The Department of Homeland Security will withhold billions in preparedness grant funding from states that refuse new election security rules. FEMA is making more than $1 billion available through the Homeland Security Grant Program, but states must change how they verify voters and count ballots to qualify.
Those conditions include voter citizenship verification, post-election audits, and expanded use of paper ballots. Within 120 days of any grant award, states must use the SAVE database to verify the citizenship of every listed voter in the state.
Homeland Security Grant Program rules
States seeking the money must submit plans to move away from voting systems that use QR codes or barcodes instead of hand-marked paper ballots. After each federal election, they must conduct a manual audit of at least 5% of all ballots cast and match the number of voters who participated with the number of ballots cast.
The Department of Homeland Security said election systems continue to face threats from foreign interference, insider threats and cyberattacks. A DHS spokesperson said, "Under President Trump’s leadership, we are taking decisive action to protect election systems from threats like foreign interference, insider threats, and cyberattacks" and added, "These new requirements for homeland security grant recipients will preserve election integrity and ensure that Americans can trust the results."
Capitol Hill and SAVE
The funding conditions arrive as Senate Republicans push to pass the Save America Act, which would require proof of U.S. citizenship for voter registration. President Donald Trump has urged the GOP effort, and Democrats oppose the bill.
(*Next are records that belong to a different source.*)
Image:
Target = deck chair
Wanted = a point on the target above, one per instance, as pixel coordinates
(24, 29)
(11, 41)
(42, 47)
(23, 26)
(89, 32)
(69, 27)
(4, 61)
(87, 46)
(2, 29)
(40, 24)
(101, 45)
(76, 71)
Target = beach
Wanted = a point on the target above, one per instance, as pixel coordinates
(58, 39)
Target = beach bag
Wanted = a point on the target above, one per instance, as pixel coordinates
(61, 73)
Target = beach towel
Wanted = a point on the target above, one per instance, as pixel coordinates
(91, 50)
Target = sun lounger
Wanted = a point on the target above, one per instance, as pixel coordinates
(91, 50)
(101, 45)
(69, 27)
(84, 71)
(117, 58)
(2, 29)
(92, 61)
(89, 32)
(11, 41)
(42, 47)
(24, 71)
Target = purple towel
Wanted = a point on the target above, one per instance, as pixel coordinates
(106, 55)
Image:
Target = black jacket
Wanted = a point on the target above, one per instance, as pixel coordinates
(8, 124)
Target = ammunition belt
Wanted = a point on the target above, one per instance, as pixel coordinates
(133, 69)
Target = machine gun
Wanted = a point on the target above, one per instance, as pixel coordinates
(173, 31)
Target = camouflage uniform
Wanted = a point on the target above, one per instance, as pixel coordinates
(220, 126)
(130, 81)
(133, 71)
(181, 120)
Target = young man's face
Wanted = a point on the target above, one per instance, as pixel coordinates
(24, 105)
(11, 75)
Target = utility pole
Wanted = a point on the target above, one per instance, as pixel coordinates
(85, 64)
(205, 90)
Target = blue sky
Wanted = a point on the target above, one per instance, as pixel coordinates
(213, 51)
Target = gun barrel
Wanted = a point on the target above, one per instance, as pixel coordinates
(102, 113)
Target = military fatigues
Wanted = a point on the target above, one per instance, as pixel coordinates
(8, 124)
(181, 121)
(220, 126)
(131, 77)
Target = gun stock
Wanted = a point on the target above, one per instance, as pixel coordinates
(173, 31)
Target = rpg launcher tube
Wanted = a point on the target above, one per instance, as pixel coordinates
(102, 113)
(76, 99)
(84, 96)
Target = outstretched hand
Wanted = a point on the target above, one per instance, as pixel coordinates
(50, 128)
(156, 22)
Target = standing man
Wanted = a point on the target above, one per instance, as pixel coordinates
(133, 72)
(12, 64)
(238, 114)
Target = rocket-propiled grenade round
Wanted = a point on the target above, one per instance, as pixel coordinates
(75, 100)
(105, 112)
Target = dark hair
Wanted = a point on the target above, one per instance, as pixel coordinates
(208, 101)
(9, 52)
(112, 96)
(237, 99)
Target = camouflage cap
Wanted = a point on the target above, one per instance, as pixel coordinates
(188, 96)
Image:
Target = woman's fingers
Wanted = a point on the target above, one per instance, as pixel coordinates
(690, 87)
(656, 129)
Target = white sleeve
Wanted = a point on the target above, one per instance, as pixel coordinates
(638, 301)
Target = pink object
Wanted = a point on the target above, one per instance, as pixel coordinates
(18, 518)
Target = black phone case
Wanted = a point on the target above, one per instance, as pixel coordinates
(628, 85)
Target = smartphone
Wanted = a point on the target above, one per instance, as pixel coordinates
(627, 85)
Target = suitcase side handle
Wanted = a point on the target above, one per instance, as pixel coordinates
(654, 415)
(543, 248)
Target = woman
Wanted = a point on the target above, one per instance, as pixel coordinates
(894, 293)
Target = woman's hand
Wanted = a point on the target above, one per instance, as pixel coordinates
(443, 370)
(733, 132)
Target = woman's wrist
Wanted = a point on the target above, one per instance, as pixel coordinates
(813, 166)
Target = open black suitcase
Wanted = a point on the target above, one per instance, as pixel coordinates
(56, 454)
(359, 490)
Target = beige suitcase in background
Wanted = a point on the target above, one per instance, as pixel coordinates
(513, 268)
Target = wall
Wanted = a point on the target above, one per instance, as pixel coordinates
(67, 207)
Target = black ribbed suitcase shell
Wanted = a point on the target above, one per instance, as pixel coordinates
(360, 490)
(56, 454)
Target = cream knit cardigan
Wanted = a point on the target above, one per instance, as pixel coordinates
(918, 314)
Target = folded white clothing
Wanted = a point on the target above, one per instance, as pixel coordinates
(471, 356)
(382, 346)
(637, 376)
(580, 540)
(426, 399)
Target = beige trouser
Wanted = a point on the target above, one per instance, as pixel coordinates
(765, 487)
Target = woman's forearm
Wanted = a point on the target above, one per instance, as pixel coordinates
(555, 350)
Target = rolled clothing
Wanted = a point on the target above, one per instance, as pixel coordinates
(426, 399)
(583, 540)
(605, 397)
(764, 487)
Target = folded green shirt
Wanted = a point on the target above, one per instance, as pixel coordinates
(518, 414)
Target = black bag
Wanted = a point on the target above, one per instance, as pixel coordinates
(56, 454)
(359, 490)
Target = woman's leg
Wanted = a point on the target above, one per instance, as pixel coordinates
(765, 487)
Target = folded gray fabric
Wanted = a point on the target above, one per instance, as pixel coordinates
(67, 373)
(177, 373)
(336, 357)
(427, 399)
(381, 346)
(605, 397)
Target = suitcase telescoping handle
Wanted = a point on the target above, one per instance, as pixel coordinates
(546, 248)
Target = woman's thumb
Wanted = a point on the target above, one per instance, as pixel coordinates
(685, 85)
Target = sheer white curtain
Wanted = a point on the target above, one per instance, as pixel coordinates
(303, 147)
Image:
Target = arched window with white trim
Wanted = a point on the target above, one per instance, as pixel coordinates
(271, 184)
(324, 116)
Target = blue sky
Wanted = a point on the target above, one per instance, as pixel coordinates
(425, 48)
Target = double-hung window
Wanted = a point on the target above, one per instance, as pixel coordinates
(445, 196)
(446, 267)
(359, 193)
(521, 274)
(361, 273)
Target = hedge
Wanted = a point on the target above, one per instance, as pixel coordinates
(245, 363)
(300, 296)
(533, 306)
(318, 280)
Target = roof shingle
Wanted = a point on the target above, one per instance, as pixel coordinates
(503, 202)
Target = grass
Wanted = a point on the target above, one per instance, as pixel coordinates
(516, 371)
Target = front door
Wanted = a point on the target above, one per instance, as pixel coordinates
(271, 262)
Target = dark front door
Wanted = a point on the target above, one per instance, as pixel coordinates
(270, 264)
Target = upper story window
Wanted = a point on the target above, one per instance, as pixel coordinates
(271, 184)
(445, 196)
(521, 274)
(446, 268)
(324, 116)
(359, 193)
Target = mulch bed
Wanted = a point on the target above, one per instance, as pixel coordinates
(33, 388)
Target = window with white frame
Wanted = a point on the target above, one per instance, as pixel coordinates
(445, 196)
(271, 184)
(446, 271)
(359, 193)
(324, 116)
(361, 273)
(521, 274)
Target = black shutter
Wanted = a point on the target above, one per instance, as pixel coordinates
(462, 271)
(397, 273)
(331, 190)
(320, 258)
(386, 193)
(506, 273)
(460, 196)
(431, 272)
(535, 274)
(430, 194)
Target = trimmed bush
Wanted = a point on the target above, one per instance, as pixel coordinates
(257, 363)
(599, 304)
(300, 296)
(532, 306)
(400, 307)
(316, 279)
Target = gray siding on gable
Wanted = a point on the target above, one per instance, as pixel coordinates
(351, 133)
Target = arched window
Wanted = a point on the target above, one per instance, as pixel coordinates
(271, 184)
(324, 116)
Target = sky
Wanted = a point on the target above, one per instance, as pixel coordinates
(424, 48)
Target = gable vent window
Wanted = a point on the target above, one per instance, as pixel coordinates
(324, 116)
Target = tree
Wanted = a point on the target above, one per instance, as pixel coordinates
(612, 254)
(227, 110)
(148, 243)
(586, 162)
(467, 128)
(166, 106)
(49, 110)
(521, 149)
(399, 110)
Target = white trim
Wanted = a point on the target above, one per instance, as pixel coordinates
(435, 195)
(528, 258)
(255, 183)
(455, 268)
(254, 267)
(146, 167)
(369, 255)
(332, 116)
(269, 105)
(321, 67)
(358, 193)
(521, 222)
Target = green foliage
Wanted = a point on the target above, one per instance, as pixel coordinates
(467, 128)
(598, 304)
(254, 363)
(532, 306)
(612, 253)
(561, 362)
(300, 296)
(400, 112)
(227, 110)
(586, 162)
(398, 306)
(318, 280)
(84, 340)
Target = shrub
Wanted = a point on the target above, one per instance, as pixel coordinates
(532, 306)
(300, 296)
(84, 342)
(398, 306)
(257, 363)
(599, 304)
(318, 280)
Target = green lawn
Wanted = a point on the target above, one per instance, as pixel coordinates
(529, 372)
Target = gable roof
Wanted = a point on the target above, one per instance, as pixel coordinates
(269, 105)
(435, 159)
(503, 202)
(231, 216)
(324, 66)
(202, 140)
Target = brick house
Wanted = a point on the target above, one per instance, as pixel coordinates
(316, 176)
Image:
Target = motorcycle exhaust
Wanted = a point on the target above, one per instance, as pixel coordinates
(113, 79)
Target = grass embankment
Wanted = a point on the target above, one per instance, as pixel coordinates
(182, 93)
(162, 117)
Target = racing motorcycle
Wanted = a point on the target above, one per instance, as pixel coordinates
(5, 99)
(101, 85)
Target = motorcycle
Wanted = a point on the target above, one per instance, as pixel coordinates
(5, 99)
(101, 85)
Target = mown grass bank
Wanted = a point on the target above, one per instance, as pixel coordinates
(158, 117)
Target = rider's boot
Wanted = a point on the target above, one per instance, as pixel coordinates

Chad Pergram reported live from Capitol Hill on the debate, while Kayleigh McEnany also figures in the coverage surrounding the fight over voter-roll audits and election rules. DHS is tying preparedness money to the same kind of verification demands that are already at the center of the broader dispute.
States now face a practical choice: accept the grant conditions and build the transition plans DHS is requiring, or forgo the funding. The leverage is immediate, because the grant money is available now and the compliance steps are written into the award terms.
California vote tabulations
The article cites California as a place with slow vote tabulations, reflecting the broader resistance DHS is confronting over audits and verification. Which states will refuse the requirements and how quickly DHS will withhold the money is not answered.